1) De nouvelles perspectives

Douze ans après le concile, nous vivons au rythme qu’il a provoqué dans l’Eglise.

L’un des moments les plus importants de Vatican II aura été la Constitution sur l’Eglise (Lumen Gentium). Tout y est centré sur le Peuple de Dieu. La vie religieuse est située au coeur même de la vie de l’Eglise : "l’état de vie constitué par la profession des conseils évangéliques appartient donc à la vie et à la sainteté du Peuple de Dieu" (n° 44).

Or, à cette époque, la coresponsabilité, la franche participation à la vie du peuple de Dieu, n’étaient guère pratiquées. Bien sûr, il y avait déjà un travail commun entre prêtres et religieuses mais avec une mentalité de défense et d’ignorance réciproque.
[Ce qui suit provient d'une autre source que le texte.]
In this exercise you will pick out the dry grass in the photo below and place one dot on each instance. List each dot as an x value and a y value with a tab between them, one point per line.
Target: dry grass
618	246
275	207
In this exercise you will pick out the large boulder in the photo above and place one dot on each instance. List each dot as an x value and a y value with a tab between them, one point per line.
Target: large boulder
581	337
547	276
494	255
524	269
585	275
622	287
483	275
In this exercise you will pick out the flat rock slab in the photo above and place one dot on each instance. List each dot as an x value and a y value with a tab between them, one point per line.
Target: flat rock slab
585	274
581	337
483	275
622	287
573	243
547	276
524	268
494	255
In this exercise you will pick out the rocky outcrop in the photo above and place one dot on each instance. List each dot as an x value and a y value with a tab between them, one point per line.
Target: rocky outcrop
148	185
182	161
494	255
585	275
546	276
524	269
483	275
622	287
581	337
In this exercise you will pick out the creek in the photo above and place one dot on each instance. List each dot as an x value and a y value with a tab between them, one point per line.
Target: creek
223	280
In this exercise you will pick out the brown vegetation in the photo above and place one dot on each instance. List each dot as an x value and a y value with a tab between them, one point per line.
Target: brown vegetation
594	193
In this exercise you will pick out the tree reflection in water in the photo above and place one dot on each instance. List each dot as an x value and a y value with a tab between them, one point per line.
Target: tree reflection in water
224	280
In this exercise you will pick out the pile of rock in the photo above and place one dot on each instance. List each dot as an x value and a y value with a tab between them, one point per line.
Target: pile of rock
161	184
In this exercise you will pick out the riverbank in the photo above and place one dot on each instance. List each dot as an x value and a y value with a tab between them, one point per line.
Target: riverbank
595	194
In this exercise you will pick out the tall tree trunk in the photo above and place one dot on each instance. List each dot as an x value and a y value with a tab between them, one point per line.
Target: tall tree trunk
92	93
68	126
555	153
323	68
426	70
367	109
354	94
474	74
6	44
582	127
Depuis lors, une profonde évolution s’est amorcée dans la façon de vivre en Eglise selon les orientations du Concile. Evolution provoquée aussi par une mutation d’ordre socioculturel dont il ne faut pas ignorer la portée. Ainsi la mixité à l’école de plus en plus généralisée ; la mixité dans la vie professionnelle, dans les loisirs - la présence de la femme aux postes de responsabilités professionnelles, sociales ou civiques (c’est admis en principe, même si ça ne passe que lentement dans les faits) - Les mouvements féministes ... etc.

C’est dans ce contexte que se sont appliquées peu à peu les orientations du Concile. L’une des principales étapes a été l’Assemblée plénière de l’Episcopat : "Lourdes 73" : "Tous responsables dans l’Eglise ? Le ministère presbytéral dans l’Eglise tout entière ministérielle". Le document officiel donne des exemples révélateurs de responsabilités prises par des laïcs et des religieuses dans certains secteurs de l’Eglise ; c’était nouveau,

Nous connaissons l’expression : le "nous ecclésial" :
"ce qui est premier quand nous portons attention à l’Eglise, ce n’est pas les différences de rôles ou de responsabilités (...) mais le "nous" d’un ordre original créé par l’Esprit entre ceux qui sont unis au Christ et qui prient le Père" (p. 14)

Ce document de "Lourdes 73" a fortement contribué à la promotion dans les faits de la responsabilité de tous les chrétiens. Il a favorisé la prise de conscience de la place et de la responsabilité originale de la vie consacrée dans l’Eglise.

Plus près de nous, en janvier 1978, les évêques de l’Est, à la suite d’une rencontre avec les Supérieures Majeures de la Région, ont adressé un message aux religieuses et au peuple chrétien. Il faudrait le lire en entier (Doc. Cath. du 5 mars.1978, p. 243). Retenons ce passage :

"Votre apport irremplaçable à la vie de nos Eglises diocésaines, c’est d’abord l’authenticité de votre consécration religieuse...
Cette grâce qui vous est spécifique, vivez-la en Eglise...
Vous êtes, pour votre part, responsables d’assurer avec nous l’annonce de la foi et l’avenir de l’Eglise."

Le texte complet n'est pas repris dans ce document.